Back to the Station Batteries:

Just to give you an idea of how important these batteries are, let me tell you what they are used for…. Suppose the power plant is just humming along at full power, and all of the sudden, the power goes out. It doesn’t matter the reason. When there is a blackout in a city, or a state, be assured, the power plant itself is in a blackout state as well. After all, the power plant is where the electricity is being created.

In the plant there is large equipment running. The largest and most valuable piece of equipment by far in a power plant is the Turbine Generator. The entire plant exists to spin this machine. As big as it is, it spins at 3600 revolutions per minute, or 60 times each second. In order to do that, oil has to be flowing through the bearings otherwise they would burn up almost instantly. This would cause the generator to come to a screeching halt — and I mean “screeching!”

A turbine Generator Room at a nuclear plant with a waxed floor!

A turbine Generator Room at a nuclear power plant with a waxed floor!

So, in order to stop a turbine generator properly, when a unit is taken offline, once it has coasted to a smooth stop, the turbine has to be engaged to something called a “Turning Gear” which slowly rotates the turbine generator. This is turned off only when the shaft has cooled down. Without this, you might as well call General Electric and order a new one.

So, one of the most important things the station batteries do is run emergency oil pumps that engage immediately when the power is cutoff from the plant. This allows the turbine generator and other important equipment throughout the plant to slowdown and come to a stop gracefully in case the power is instantly gone.

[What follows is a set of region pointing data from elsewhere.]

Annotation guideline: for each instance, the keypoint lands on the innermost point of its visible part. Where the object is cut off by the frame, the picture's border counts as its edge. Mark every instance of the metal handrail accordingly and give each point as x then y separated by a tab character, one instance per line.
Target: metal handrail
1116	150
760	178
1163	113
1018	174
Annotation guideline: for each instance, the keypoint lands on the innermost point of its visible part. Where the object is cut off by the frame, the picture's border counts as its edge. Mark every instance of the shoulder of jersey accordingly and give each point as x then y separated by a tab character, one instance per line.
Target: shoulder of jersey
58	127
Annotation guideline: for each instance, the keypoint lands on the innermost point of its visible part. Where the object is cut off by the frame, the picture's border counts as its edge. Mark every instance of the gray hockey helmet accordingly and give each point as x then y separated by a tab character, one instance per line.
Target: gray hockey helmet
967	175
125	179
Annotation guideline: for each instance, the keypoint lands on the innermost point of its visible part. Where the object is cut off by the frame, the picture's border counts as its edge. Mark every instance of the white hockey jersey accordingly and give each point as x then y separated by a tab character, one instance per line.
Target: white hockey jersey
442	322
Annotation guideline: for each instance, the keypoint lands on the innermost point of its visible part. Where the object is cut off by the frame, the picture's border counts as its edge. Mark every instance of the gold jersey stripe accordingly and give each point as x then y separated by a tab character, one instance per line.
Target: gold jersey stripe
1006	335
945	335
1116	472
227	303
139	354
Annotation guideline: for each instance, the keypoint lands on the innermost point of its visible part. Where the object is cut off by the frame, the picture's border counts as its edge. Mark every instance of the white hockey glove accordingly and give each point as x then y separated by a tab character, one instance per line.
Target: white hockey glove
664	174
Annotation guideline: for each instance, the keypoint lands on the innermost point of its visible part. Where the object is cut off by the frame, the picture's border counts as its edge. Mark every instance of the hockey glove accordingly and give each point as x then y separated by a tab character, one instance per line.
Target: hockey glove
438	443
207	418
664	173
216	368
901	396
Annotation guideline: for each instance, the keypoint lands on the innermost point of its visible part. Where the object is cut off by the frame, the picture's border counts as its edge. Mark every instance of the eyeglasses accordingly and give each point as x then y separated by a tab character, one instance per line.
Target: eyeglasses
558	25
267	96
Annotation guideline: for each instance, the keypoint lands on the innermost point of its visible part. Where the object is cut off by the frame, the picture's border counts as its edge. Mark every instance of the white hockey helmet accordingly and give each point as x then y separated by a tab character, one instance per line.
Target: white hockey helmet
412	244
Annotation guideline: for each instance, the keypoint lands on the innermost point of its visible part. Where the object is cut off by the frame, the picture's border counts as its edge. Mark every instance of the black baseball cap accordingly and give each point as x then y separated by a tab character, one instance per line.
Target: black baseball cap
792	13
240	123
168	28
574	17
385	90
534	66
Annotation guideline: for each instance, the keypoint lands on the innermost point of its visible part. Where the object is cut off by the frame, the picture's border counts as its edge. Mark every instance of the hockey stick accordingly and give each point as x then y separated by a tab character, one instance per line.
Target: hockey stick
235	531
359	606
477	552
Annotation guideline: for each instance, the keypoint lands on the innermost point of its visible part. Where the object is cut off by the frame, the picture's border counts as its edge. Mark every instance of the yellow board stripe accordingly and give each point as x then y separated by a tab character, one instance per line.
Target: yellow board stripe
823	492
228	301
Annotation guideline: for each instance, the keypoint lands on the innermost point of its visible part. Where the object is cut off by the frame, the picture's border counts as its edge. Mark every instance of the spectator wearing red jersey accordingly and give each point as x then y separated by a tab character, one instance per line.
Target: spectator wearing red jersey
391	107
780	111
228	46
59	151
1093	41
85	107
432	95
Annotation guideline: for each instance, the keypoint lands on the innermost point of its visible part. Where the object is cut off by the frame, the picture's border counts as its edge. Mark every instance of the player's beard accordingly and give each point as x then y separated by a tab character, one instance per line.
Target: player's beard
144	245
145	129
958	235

I will write a story later about a day when this happened at our plant. The moments of confusion, and the quick decisions that had to be made to keep the unit 1 boiler from melting to the ground. Rest assured that throughout this time, the emergency oil pumps had kicked in. The station batteries did their job when they were called upon. While the control room operators were performing their emergency tasks to the letter and the electricians were scrambling to come up with a workable solution to an unforeseen problem, the turbine-generator, the PA (Primary Air) fans, the FD (Forced Draft) Fans, the ID (Induction) fans were all coasting down as the groundwork was being laid to quickly restore power.

Someone in an office in the middle of Oklahoma City may have noticed their lights flicker for a moment. Maybe they dimmed slightly…

If not for the proper maintenance of the power plant station batteries, the lights would have possibly gone dark. Someone would have had to go looking for the portable generator and the spotlight. Ceremonies in progress may have to continued under candlelight.